“Put yours on the stabilizing shaft when I take mine off.”

“Stabilizing shaft,” repeated Andy, memorizing, “and the name of the airship painted on that big paddle is the Eagle. Oh, hurrah for the Eagle!”

“When I whistle once, press down with your foot. Twice, you take your foot off. When I whistle twice, pull over the handle right at your side on the center-drop.”

“‘Center-drop’?” said Andy. “I’m getting it fast.”

Z—zip! Andy fancied that something was wrong, for the machine contorted like a horse raising on his rear feet. Toot! Andy did not lose his nerve. Toot—toot! he grasped the handle at his side and pulled it back.

“Good for you!” commended the aeronaut heartily. “Now, then, for a spin.”

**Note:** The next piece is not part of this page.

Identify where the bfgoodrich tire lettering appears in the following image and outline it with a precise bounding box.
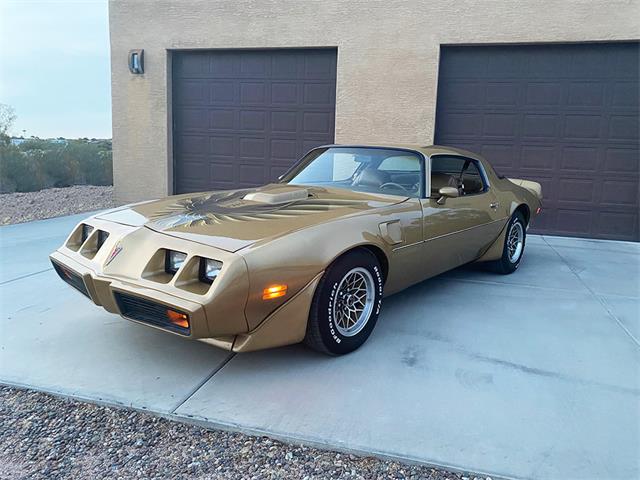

Andy simply looked and felt for the next ten minutes. The pretty, dainty machine made him think of a skylark, an arrow, a rocket. He had a bouyant sensation like a person taking laughing gas.

The lifting planes moved readily under the manipulation of an expert hand. There was one level flight where the airship exceeded any railroad speed Andy had ever noted. Farms, villages, streams, hills, faded behind them in an endless panorama.

Toot!—Andy followed instructions. They slowed up over a town that seemed to be some railroad center. Beyond it the machine skimmed a broad prairie and then gracefully settled down in the center of a fenced-in space.

Its wheels struck the ground. They rolled along for about fifty yards, and halted by the side of a big tent with an open flap at one side.